The common-sense view has already been outlined above - where we're at now is wondering whether there is

i. any scientific evidence or research in linguistics that can back it up or disprove it, or

ii. whether people who are the product of mixed parentage can offer personal insight from their own upbringing (what their parents did, and whether they think that was the right way to go or not.)

Thanks

Sw

Edited by SoftWater
Posted (edited)

Thanks Johpa, Withnail and Rikker. Agree with all the points you have made, though I still think the idea that 'the mother's broken English is damaging' needs scientific support (I vaguely remember years ago, while studying philosophy of language, reading something about 2nd generation creole kids who did not adopt the linguistic errors of their parents). Rikker's point about baby talk (anecdotally) confirms my suspicion that some non-native input won't be harmful.

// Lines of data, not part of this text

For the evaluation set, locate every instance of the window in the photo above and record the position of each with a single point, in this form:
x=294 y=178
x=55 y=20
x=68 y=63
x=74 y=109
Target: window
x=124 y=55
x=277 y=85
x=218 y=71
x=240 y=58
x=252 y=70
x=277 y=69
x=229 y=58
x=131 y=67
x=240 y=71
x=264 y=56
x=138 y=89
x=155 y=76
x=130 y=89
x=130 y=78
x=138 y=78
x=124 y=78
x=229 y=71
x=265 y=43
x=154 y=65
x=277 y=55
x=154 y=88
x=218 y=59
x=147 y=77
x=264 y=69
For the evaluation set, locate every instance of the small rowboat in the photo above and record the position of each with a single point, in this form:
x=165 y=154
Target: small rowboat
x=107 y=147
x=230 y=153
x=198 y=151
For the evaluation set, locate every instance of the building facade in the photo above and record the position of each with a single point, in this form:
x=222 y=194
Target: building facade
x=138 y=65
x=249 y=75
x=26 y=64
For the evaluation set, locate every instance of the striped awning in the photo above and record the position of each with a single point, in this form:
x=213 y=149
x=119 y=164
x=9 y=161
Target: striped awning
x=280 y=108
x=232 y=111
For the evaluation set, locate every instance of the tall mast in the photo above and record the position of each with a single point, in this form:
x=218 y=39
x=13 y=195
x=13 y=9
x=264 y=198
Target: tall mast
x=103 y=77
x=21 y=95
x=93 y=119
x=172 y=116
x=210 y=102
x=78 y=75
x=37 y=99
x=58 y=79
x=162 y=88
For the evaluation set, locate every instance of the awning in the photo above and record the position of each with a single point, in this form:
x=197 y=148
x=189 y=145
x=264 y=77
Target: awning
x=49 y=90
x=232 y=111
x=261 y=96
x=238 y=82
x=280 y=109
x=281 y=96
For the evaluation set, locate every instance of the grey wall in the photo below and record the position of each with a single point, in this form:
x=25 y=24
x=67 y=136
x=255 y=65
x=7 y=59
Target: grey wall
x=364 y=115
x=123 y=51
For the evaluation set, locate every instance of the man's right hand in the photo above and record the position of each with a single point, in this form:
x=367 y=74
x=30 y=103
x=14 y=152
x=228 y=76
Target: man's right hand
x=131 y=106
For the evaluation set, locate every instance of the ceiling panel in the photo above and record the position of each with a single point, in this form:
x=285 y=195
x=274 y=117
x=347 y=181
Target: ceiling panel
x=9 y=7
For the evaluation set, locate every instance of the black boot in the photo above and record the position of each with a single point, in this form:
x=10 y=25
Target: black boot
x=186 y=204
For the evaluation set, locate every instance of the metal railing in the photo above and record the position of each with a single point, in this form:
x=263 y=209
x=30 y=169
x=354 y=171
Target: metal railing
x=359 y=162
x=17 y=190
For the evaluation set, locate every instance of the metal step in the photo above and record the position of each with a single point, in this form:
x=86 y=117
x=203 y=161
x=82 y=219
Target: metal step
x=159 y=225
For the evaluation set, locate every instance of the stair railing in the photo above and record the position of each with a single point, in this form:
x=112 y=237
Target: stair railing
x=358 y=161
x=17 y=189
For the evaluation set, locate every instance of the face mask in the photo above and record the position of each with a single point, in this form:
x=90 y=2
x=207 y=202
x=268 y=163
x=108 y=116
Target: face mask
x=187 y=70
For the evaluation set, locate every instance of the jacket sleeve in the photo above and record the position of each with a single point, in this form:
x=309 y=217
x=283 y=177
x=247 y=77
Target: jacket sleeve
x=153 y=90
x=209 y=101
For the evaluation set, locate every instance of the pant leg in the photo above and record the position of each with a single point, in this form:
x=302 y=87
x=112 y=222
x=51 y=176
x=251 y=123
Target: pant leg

Rikker, good luck with finding any decent research. I asked about this a lot when my kids were first born, among people who had various PG degrees in child language acquisition, and nobody could come up with much in the way of references or knowledge that came to anything more substantial than what we have amassed together already on this thread.

I had kind of given up on finding any hard evidence on the subject, but as I said in the OP, the thread with Stu Jay Raj made me think - well, if the academics haven't explored such an obviously huge interest area, maybe we can get some insight from those who were brought up bi/multi lingually.

Withnail, thanks for the reference also; I'll certainly be checking that out.

Sw

Edited by SoftWater
Posted

My children survived both my less than perfect Thai as well as my wife's less than perfect English. My son speaks Thai with nary an accent, putting my Thai vocalizations to shame. He is often quick to laugh at some of my pronunciations.

I don't believe this is a significant issue. Aim for comprehension, don't get worried or frustrated over lack of production, and then, if possible, make the investment into taking the children back to the country of the second language for some immersion once every few years while they are still young. The return on that investment will be gratifying. If you are based in Thailand and can't make it back to your home country then take a trip to somewhere like Samui where English is dominant or take them for weekend stays at tourist guesthouses with a swim pool as a hook.